Nested model with uneven group membership

I am trying to fit a simple linear regression where the response has a contribution from a substance under test and the laboratory it was tested in e.g. y~(substance + lab[substance])*x
(where x and y are vectors of inputs and outcomes).

Using the different methods from pages 230-232 of the manual I can fit y for:

  1. All substances (but labs ignored)
  2. A single substance all labs.

When I try to combine these models I have a problem because for each substance a different subset of labs carried out the tests (dataStructure.csv). (283 Bytes) There are 5 substances, 12 labs and each lab tested 1-3 materials (5-8 data points per lab/substance combination).

I am trying to get an estimate of the ‘true’ material contribution as well as the deviation due to lab. The aim is to use the ‘true’ value for a substance as the starting point of estimation for an untested but related substance. The lab component is material dependant.

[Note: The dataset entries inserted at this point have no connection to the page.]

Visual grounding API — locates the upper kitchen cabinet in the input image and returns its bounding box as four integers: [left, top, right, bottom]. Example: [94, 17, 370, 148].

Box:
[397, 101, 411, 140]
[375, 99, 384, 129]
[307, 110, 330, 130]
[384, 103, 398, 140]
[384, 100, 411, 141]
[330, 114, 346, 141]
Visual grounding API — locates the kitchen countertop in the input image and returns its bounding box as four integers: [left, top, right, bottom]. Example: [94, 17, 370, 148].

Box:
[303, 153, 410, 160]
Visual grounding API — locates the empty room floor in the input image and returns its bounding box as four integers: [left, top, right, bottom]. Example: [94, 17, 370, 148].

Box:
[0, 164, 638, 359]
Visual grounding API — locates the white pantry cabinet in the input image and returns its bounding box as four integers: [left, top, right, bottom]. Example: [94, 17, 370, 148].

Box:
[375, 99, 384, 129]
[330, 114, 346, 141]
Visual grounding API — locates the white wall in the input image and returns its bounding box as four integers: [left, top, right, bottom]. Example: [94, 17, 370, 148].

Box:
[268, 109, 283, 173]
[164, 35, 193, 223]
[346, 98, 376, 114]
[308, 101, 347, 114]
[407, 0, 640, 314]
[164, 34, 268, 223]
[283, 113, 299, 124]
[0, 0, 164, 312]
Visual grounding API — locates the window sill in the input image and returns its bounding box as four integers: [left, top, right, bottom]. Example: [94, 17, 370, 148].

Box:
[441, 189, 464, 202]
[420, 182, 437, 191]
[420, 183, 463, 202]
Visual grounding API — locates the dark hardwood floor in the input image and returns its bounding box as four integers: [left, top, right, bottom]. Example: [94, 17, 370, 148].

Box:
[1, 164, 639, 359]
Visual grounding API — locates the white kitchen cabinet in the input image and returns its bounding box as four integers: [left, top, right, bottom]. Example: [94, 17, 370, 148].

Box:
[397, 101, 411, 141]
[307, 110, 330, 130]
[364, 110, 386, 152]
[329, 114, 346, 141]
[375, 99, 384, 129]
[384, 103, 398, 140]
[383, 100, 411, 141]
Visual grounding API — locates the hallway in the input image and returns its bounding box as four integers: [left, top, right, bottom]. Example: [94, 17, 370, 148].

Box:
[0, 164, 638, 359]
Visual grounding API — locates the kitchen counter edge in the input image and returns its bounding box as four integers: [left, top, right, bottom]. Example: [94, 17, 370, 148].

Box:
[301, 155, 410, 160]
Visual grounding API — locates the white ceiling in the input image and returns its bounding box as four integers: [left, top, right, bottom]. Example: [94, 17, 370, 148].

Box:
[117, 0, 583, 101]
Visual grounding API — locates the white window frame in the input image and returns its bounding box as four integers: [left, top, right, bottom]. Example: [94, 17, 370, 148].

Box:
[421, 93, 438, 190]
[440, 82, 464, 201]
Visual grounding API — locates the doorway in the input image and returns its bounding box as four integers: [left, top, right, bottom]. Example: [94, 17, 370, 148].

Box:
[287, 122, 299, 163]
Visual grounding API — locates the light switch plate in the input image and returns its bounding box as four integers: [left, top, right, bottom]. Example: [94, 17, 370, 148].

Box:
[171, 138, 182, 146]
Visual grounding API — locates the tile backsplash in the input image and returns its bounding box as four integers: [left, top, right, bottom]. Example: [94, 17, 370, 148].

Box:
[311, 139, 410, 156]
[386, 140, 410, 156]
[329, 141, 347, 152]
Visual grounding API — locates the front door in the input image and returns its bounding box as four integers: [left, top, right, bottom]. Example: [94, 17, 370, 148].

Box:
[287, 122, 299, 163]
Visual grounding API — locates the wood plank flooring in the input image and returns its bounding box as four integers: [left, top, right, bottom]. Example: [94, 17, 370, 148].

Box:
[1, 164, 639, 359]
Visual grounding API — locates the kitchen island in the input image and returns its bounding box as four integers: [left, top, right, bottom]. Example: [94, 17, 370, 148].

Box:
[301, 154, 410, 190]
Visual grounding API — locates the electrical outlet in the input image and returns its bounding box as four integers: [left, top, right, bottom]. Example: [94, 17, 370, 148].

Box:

It seems like it should be a simple but it doesn’t have the balanced structure seen in the worked STAN examples I could find. Can anyone suggest a suitable approach? I have 1000 substances in total and they are expected to have related behaviour.

I am not really sure what your problem is, but I think it might be easier for you to not work with Stan directly but use the brms frontend which AFAIK let’s you express exactly the model you need with a formula syntax so that you avoid the hassle of writing your own Stan code.

If you for some reason need to directly work with Stan, spars/long form data structures should solve the problem - if you are having trouble with those, you should post your model code and explain where precisely are you stuck.

It’s much easier to help if you provide your model code. As is, it’s hard to tell how you tried to code the model.

At the time I posted I didn’t have a model beyond what was in the manual (I just couldn’t see how to express the problem). In the intervening time I came across:

https://rpubs.com/kaz_yos/stan-multi-2

Which basically described the model I was trying to fit (I didn’t know that was what the problem was called) and was straight forward to implement.